Mes actes seront donc fantomatiques, transparents et indécidables, mais en aucun cas irréels. Je les ai toujours vécus. Ils m’ont tourmenté inutilement. D’une certaine manière, ils m’ont volé ma vie comme l’auraient fait mes livres si j’avais réussi à les écrire. En plus, ils ne sont pas accomplis, ils sont en cours de déroulement, ce qui est une autre source de doute et d’indécision. J’ai des indices, j’ai fait des liens, je commence à entrevoir ce qui ressemble à de la cohérence dans la charade de ma vie. Il est évident que l’on me dit quelque chose, de manière insistante, constante, c’est comme une pression continue sur mon crâne, sur certaines de ses bosses, mais quel est le message, de quelle nature est-il et de qui vient-il ? Que me demande-t-on ? Je me sens parfois comme un petit enfant mis devant un échiquier. Tu as pris le pion blanc, parfait. Mais pourquoi le fourres-tu dans ta bouche ? Pourquoi tu fais pencher l’échiquier, tout va tomber ? Ou peut-être que c’est la solution ? Peut-être que la partie est gagnée par celui qui comprend soudain l’absurdité du jeu et qui le renverse, celui qui tranche le nœud quand tous les autres s’efforcent de le dénouer ?

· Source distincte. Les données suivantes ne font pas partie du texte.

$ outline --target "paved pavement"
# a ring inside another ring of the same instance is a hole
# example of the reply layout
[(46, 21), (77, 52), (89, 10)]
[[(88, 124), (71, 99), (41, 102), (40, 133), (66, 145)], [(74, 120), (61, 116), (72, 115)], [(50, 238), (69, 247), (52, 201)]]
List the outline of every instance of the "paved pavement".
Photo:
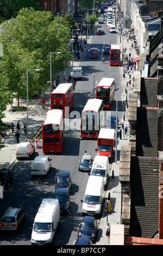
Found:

Je vais donc bâtir ici une histoire de ma vie. Sa partie visible, je le sais mieux que personne, est la moins spectaculaire, la plus terne des vies, la vie qui correspond à mon visage effacé, à mon caractère distant, à mon insignifiance et à mon manque d’avenir. Une allumette presque entièrement consumée, dont ne reste qu’une traînée de cendre blanchâtre. Le professeur de roumain de l’école 86, tout au bout du quartier Colentina. Et pourtant, j’ai des souvenirs qui disent une tout autre histoire, j’ai des rêves qui les fondent et les confirment, et dont l’ensemble a construit dans les souterrains de mon esprit un monde d’événements fantastiques, indéchiffrables et qui malgré tout veulent désespérément être déchiffrés. Comme un étage de ma vie qui se serait écroulé : les câbles sont arrachés et les liens avec les édifices restés à la surface se sont brisés. Dans mes souvenirs d’enfance et d’adolescence, il est des scènes que je ne peux localiser que très difficilement et que je ne comprends toujours pas, comme des pièces de puzzle jetées dans une boîte. Comme des rêves qui attendent leur interprétation.
Il faut souligner le travail exceptionnel de la traductrice Laure Hinckel pour nous offrir ce roman en français (traduction en 2019 chez Noir sur Blanc du texte roumain de 2015). Comme Claro dans le cas d’un autre livre-univers (le « Jérusalem » d’Alan Moore), elle a su non seulement déchiffrer magistralement les méandres parfois retors d’une architecture incroyablement ramifiée et d’une tectonique des plaques souvent fort insidieuse, aux allusions innombrables, mais elle nous propose de surcroît de superbes extraits de son journal de traduction, que l’on pourra retrouver en différents endroits de la toile, par exemple ici ou là.
Puisque je ne suis pas écrivain, j’ai le privilège insondable d’écrire de l’intérieur de mon manuscrit, entouré par lui de toutes parts, sourd et aveugle à tout ce qui viendrait me distraire de mon labeur de forçat. Je n’ai pas de lecteur, je n’ai pas besoin d’apposer ma signature sur un livre. Ici, dans le ventre du manuscrit, errant dans ses intestins enroulés, écoutant ses étranges borborygmes, je sens ma liberté, je sens aussi sa compagne obligatoire : la folie.